What type of plots to make. See Details.

nrow

Number of rows of the layout when plot_type is set to "heatmap".

Value

cmp_make_clusters() returns a list of cluster label vectors from different clustering methods.

cmp_make_plot() returns no value.

compare_clustering_methods() returns no value.

Details

For cmp_make_plot(), if plot_type is the default value "mixed", a figure with three panels will be generated:

  • A heatmap of the similarity matrix with different classifications as row annotations.

  • A heatmap of the pair-wise concordance of the classifications of every two clustering methods.

  • Barplots of the difference scores for each method (calculated by difference_score), the number of clusters (total clusters and the clusters with size >= 5) and the mean similarity of the terms that are in the same clusters.

If plot_type is "heatmap". There are heatmaps for the similarity matrix under clusterings from different methods. The last panel is a table with the number of clusters under different clusterings.

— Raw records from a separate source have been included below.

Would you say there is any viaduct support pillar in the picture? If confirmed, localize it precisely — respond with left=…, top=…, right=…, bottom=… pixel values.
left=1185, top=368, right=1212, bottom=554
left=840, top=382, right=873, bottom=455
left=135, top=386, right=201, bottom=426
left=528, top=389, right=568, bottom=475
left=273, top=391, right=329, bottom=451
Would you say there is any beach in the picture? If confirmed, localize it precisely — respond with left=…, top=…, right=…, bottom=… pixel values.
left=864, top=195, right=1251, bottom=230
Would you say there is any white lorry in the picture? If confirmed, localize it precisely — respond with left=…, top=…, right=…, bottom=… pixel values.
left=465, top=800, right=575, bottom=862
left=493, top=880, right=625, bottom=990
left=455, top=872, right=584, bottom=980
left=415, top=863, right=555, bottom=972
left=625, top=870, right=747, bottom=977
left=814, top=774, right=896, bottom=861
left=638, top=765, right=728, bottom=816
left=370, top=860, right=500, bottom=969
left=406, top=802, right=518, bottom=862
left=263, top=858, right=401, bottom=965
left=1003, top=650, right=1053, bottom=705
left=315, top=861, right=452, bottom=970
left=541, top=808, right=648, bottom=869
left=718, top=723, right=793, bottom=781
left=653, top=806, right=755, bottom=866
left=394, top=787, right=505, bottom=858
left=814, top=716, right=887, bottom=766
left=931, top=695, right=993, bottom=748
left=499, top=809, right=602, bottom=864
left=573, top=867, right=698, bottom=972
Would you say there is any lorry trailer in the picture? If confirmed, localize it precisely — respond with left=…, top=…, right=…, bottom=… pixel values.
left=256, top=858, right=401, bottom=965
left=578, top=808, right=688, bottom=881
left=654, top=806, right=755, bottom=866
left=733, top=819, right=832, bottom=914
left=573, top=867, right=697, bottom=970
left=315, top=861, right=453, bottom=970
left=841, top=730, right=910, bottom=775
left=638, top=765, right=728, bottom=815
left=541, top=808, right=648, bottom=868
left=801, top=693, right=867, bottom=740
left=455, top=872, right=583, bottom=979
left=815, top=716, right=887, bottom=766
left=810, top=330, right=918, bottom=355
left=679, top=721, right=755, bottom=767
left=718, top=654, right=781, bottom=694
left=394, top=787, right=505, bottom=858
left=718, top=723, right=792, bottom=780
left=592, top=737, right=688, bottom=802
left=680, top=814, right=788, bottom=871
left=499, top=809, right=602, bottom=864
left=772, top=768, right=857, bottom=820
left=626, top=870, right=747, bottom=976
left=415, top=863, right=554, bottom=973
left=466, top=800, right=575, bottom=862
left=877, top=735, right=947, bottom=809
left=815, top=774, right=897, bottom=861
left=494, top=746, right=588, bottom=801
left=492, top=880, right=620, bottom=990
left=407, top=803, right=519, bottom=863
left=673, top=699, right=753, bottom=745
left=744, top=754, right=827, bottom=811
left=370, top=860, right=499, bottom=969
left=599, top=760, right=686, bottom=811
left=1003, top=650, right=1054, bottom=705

compare_clustering_methods() is basically a wrapper function of cmp_make_clusters() and cmp_make_plot().

Examples

# \donttest{
mat = readRDS(system.file("extdata", "random_GO_BP_sim_mat.rds",
    package = "simplifyEnrichment"))
compare_clustering_methods(mat)
#> Cluster 500 terms by 'kmeans'...
#>  16 clusters, used 3.504993 secs.
#> Cluster 500 terms by 'pam'...
#>  5 clusters, used 21.06912 secs.
#> Cluster 500 terms by 'dynamicTreeCut'...
#>  60 clusters, used 0.577157 secs.
#> Cluster 500 terms by 'apcluster'...
#>  41 clusters, used 0.6789331 secs.
#> Cluster 500 terms by 'hdbscan'...
#>  14 clusters, used 0.172466 secs.
#> Cluster 500 terms by 'fast_greedy'...
#>  6 clusters, used 0.104732 secs.
#> Cluster 500 terms by 'louvain'...
#>  6 clusters, used 0.08450413 secs.
#> Cluster 500 terms by 'walktrap'...
#>  6 clusters, used 0.263876 secs.
#> Cluster 500 terms by 'MCL'...
#>  6 clusters, used 1.821683 secs.
#> Cluster 500 terms by 'binary_cut'...
#>  19 clusters, used 4.193117 secs.

compare_clustering_methods(mat, plot_type = "heatmap")
#> Cluster 500 terms by 'kmeans'...
#>  19 clusters, used 3.305151 secs.
#> Cluster 500 terms by 'pam'...
#>  5 clusters, used 21.00071 secs.
#> Cluster 500 terms by 'dynamicTreeCut'...
#>  60 clusters, used 0.1564171 secs.
#> Cluster 500 terms by 'apcluster'...
#>  41 clusters, used 0.7714469 secs.
#> Cluster 500 terms by 'hdbscan'...
#>  14 clusters, used 0.1589549 secs.
#> Cluster 500 terms by 'fast_greedy'...
#>  6 clusters, used 0.09291291 secs.
#> Cluster 500 terms by 'louvain'...
#>  6 clusters, used 0.07026696 secs.
#> Cluster 500 terms by 'walktrap'...
#>  6 clusters, used 0.2535839 secs.
#> Cluster 500 terms by 'MCL'...
#>  6 clusters, used 1.781449 secs.
#> Cluster 500 terms by 'binary_cut'...
#>  18 clusters, used 4.113788 secs.

# }